The most notable coincidence in my life was just a few days shy of my first Thanksgiving without my dad — at least as I’d known him. He’d had heart surgery in January 2017, followed by complications ranging from strokes to a life-threatening bacterial infection. The repeated assaults on his system transformed him. Last Thanksgiving, he had run circles around my 3-year-old. This year, he sat motionless in a chair, unable to spoon his own mashed potatoes.
I needed a distraction. So I hit eBay in search of a license plate for my boys’ transportation-themed bedroom. I decided to look for a Massachusetts plate, because I spent a lot of time there with my dad.
When the first one popped up, the numbers nearly leapt off my screen. It was a 1938 plate, the same year my dad was born, with the numbers 143264. My mom was born in February (2) of 1943, and they married in 1964. I contacted the seller, who told me the plate was part of his father’s vintage collection.
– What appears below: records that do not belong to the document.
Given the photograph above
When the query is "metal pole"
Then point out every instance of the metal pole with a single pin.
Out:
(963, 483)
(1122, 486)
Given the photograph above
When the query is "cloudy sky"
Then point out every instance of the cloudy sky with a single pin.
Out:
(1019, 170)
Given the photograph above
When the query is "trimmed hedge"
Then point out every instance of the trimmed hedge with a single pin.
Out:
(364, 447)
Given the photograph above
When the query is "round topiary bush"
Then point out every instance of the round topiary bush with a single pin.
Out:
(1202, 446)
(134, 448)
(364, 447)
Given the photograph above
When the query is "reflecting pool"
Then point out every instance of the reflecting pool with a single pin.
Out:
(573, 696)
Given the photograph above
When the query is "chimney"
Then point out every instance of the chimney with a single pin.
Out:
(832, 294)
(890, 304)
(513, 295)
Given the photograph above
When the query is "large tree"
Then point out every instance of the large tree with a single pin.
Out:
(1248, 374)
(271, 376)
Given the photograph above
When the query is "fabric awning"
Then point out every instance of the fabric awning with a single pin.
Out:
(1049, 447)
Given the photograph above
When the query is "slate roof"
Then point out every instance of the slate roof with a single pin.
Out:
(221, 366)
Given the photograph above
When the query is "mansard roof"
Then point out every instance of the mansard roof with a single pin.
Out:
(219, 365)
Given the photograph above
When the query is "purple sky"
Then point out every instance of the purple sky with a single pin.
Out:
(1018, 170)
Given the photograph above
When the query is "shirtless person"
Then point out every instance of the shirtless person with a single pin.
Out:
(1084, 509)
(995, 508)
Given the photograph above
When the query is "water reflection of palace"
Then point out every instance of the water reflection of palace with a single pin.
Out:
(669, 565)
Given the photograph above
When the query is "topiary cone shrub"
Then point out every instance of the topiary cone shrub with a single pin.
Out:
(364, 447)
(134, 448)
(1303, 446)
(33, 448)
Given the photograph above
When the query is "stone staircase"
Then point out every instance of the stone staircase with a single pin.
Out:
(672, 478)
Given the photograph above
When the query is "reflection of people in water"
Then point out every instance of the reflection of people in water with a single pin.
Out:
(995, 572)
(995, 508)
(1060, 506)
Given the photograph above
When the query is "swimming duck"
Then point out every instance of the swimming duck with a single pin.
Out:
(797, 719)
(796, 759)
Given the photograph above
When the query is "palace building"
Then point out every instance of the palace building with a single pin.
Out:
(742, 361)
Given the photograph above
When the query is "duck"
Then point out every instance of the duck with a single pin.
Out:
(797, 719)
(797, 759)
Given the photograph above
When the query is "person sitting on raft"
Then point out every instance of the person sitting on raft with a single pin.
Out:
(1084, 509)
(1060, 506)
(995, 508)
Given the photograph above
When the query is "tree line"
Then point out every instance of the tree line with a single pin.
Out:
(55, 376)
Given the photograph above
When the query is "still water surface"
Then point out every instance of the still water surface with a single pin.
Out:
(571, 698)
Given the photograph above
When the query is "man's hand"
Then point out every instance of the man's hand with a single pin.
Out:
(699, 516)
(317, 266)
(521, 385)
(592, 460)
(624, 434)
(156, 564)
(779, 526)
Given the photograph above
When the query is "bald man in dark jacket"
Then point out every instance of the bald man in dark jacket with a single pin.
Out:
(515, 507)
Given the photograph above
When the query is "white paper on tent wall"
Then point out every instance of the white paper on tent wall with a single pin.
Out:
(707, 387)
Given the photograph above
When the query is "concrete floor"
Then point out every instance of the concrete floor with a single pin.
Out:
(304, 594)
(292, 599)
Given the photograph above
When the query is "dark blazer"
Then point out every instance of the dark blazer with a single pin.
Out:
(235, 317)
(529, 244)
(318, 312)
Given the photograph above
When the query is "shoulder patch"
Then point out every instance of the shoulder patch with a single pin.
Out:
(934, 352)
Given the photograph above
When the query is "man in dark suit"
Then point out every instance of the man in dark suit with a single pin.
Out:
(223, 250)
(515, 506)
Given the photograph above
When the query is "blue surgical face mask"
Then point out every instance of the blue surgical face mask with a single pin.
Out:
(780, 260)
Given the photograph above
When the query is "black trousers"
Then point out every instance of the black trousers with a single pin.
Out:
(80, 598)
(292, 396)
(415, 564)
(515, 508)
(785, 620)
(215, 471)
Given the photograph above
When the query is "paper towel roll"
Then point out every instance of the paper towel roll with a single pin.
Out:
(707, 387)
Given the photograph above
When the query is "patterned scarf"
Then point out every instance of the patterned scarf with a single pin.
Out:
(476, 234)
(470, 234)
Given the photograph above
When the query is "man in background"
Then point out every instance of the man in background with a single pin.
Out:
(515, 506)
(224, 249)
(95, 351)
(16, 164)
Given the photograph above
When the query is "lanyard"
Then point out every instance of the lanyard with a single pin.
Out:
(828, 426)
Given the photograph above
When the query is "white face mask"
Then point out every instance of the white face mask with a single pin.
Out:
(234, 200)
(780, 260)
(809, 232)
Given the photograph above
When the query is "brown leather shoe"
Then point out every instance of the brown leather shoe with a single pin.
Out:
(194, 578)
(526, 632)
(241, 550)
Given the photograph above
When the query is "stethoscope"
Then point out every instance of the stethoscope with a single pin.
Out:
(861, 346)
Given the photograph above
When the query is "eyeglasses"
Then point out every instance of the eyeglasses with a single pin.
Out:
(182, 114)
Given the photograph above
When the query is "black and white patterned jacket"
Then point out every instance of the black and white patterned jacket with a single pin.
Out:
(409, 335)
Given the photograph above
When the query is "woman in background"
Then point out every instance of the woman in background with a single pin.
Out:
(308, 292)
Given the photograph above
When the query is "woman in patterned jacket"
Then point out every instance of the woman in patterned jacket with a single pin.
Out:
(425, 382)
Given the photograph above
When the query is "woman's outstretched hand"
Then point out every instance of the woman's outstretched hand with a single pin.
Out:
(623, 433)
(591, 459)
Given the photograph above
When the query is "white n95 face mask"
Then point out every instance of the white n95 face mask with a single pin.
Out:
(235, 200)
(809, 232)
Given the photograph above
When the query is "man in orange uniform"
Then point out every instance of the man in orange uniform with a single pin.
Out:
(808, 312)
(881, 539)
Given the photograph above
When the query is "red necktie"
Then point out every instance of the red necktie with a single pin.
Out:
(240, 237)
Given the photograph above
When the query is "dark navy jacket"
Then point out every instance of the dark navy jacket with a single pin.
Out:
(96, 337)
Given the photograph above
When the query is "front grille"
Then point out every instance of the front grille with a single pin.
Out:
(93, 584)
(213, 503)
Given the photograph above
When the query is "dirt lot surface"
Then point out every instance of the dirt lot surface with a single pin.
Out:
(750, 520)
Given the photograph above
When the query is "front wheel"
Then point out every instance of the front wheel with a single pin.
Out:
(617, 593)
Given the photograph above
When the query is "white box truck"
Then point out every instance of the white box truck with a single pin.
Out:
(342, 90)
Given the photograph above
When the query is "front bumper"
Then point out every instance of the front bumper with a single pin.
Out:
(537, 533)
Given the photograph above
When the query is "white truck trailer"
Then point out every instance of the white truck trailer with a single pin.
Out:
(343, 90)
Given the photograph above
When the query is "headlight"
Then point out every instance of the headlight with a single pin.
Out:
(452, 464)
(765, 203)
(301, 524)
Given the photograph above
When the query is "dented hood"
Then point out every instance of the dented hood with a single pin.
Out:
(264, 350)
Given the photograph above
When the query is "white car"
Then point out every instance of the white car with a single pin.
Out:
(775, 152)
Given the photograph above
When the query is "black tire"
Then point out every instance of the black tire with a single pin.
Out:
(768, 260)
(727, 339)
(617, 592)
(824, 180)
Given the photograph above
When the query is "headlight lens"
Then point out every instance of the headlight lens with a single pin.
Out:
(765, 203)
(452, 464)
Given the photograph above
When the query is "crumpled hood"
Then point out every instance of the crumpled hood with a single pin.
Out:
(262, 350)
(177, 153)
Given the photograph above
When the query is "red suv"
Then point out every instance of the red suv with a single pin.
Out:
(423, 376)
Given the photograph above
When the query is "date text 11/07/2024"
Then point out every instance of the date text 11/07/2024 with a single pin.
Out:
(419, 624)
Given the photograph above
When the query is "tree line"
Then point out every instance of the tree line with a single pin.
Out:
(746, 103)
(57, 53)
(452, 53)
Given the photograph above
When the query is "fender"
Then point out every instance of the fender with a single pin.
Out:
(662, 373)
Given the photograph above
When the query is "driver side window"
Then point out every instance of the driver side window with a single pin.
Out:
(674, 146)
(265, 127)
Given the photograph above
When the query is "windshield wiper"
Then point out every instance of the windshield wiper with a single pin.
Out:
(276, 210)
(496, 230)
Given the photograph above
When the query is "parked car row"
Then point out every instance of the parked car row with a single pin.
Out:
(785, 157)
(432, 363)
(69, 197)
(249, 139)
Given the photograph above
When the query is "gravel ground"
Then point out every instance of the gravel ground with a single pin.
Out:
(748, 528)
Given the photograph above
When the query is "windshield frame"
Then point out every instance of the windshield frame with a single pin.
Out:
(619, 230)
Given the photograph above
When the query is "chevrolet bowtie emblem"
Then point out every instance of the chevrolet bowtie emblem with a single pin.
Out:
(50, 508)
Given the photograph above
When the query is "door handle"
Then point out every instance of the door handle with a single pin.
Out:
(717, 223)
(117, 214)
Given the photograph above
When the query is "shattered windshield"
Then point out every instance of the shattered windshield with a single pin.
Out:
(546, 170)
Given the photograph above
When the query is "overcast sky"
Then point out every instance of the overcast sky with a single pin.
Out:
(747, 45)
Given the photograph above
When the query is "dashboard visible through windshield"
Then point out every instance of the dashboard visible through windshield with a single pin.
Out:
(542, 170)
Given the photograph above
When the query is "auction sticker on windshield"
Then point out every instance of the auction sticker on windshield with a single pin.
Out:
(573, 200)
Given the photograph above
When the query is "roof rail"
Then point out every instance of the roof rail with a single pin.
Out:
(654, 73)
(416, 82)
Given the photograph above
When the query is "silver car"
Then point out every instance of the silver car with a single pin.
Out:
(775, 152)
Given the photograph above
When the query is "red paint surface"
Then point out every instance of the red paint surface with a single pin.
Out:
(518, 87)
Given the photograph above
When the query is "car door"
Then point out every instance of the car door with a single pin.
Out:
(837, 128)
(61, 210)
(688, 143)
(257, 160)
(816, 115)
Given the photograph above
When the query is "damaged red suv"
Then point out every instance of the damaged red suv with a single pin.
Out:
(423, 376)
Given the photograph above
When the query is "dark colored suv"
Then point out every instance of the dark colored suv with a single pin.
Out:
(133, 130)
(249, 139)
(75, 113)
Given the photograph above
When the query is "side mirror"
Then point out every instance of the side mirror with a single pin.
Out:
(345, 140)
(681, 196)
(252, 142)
He had thousands of them.
“I lost my dad last December, after a 10-year battle with Parkinson’s disease,” he wrote. “He was my best friend. Every time I box up a plate, it kills me, but I do it for my son and nephew’s college fund.”
Was it a coincidence that almost all of the numbers lined up with different aspects of my parents’ lives? That the seller and I shared a yearning for dads who were no longer there? The majority of scientists say it’s simple mathematics. Some researchers subscribe to the fringe claim that invisible forces “make things happen.” But most camps agree such scenarios are part of our brain’s innate need to create order out of chaos — and we experience them more often when we’re paying attention.